Braised beef short ribs

    2 hours 55 min

    A savory stew including tomatoes, potatoes, carrots, and garlic. This very flavorful and economical cut of meat requires long, slow cooking.

    4 people made this

    Serves: 10 

    • 4 tablespoons plain flour for coating
    • 2 teaspoons salt
    • 1 pinch freshly ground black pepper
    • 1.8kg beef short ribs (Jacob's ladder), cut in half widthways or oxtail pieces
    • 2 tablespoons vegetable oil
    • 250ml water
    • 225g chopped tomatoes
    • 1 clove garlic, minced
    • 6 potatoes, peeled and cubed
    • 3 onions, chopped
    • 6 carrots, chopped
    • 1 1/2 tablespoons plain flour
    • 2 tablespoons water

    Prep:15min  ›  Cook:2hr40min  ›  Ready in:2hr55min 

    1. In a bowl, combine the 4 tablespoons flour, salt and ground black pepper.

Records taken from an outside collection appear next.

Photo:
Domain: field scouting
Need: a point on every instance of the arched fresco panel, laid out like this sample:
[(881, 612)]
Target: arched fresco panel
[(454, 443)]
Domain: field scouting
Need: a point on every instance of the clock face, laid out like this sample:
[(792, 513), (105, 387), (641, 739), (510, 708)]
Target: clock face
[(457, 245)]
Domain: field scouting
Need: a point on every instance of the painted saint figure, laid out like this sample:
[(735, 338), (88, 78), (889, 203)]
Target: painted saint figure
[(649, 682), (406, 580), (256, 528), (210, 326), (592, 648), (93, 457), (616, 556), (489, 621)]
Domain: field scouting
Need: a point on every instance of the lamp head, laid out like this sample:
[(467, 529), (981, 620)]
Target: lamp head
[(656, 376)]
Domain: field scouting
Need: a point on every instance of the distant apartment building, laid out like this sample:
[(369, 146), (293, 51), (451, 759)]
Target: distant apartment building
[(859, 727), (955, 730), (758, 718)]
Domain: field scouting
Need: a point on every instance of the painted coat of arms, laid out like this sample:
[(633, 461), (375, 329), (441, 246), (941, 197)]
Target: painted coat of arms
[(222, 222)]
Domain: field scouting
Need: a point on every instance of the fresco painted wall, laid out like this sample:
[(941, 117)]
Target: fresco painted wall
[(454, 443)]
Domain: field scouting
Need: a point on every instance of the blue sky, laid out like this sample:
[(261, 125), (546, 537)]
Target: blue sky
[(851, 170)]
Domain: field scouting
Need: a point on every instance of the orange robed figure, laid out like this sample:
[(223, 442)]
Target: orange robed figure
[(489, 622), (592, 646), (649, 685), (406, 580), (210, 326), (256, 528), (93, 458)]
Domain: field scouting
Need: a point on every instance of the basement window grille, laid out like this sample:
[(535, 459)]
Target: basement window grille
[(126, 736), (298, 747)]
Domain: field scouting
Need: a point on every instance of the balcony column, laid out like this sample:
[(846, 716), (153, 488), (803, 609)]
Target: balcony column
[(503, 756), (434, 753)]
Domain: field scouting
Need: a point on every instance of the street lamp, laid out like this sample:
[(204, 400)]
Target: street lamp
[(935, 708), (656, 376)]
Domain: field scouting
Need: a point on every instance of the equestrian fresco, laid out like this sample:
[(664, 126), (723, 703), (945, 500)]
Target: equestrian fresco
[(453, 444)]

Roll the ribs in the seasoned flour.
    2. In a large casserole pot, heat the oil and brown the ribs well on all sides. Pour in 250ml boiling water, tomatoes and garlic. Reduce heat to low; cover and simmer for 1 1/2 hours, adding more water if necessary.
    3. Place the potatoes, onions and carrots in the pot. Continue to simmer for another 30 minutes to 1 hour, or until all vegetables are tender. Remove the beef and vegetables to a serving platter.
    4. In a separate small bowl, dissolve 1 1/2 tablespoons flour in 2 tablespoons water. Add this to the pot and stir well until thickened. Pour over meat and vegetables.